A study conducted by Aleksandra Zuk and her team assessed health data of people aged over thirty in the United States. They found a correlation between vitamin D-3 and gum disease. People who have gum disease are likely to have a deficiency of vitamin D-3. This is considered to be the most important of all D vitamins. The deficiency of vitamin D-3 thereby increases the risk of gum disease. This increases the risks of type 2 diabetes.

Aleksandra Zuk is pursuing her PhD in epidemiology from Dalla Lana School of Public Health of the University of Toronto. She stated that vitamin D deficiency does not necessarily cause type 2 diabetes or gum disease for that matter. The study simply finds as a matter of fact that those who have a deficiency of this specific type of vitamin D have gum disease and are likely to have type 2 diabetes, if they do not have it already.

Vitamin D, the D-3 vitamin to be more specific, can prevent gum disease or periodontitis. Ensuring enough vitamin D-3 can thereby also prevent diabetes since those who do not have gum disease are less likely to have the chronic lifestyle ailment. Gum disease or periodontitis is an inflammatory ailment. It is also chronic. The disease is caused by microbes in the mouth. These microbes, if not attended to and eliminated, would damage the tissues supporting your teeth. There may be bone loss in due course of time. Vitamin D is known to be one of the essential nutrients for optimum bone health. Hence, vitamin D can limit or undo the damage caused by the microbes in the mouth. Also, vitamin D is antimicrobial. It can fight the microbes and prevent gum disease. Vitamin D is also known to be anti-inflammatory so even if someone has gum disease or periodontitis, the symptoms may be more manageable as the severity of the inflammation would be much less compared to another person who already has a deficiency of vitamin D-3.

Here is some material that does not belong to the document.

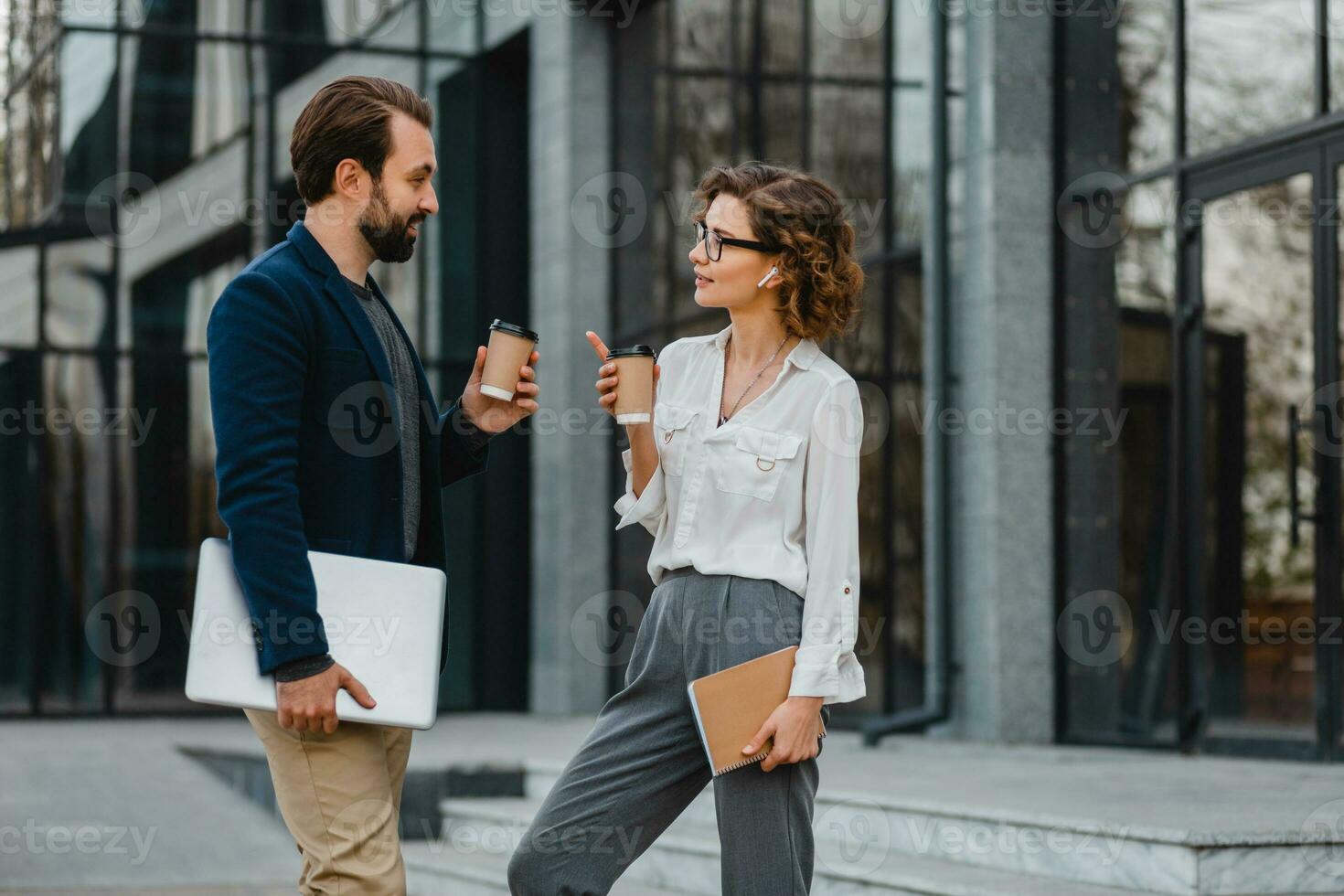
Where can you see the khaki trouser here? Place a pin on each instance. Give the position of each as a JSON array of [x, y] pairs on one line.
[[340, 795]]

A few clinical trials are presently being conducted in many countries to explore the correlation of vitamin D, gum disease and diabetes. The inferences of these trials will establish the exact nature of the correlation and if ensuring optimum levels of vitamin D-3 can completely prevent gum disease and to what extent it may make a person less vulnerable to diabetes. Vitamin D is available in the form of supplements. Some people are prescribed such supplements to cure a deficiency and in cases of other health ailments wherein the vitamin is necessary as a part of the treatment or recovery. Many people opt for over the counter supplements for different purposes. Whether or not these supplements would be able to prevent gum disease and how much of an impact they would have on the likelihood of diabetes or otherwise should become more lucid as the clinical trials are completed.

Both gum disease and diabetes are becoming more common among people of most age groups. Vitamin deficiency is also becoming a more concerning health problems, despite people being more conscious of their dietary habits nowadays. It is perhaps best to be a little more conscious than develop a chronic lifestyle disease.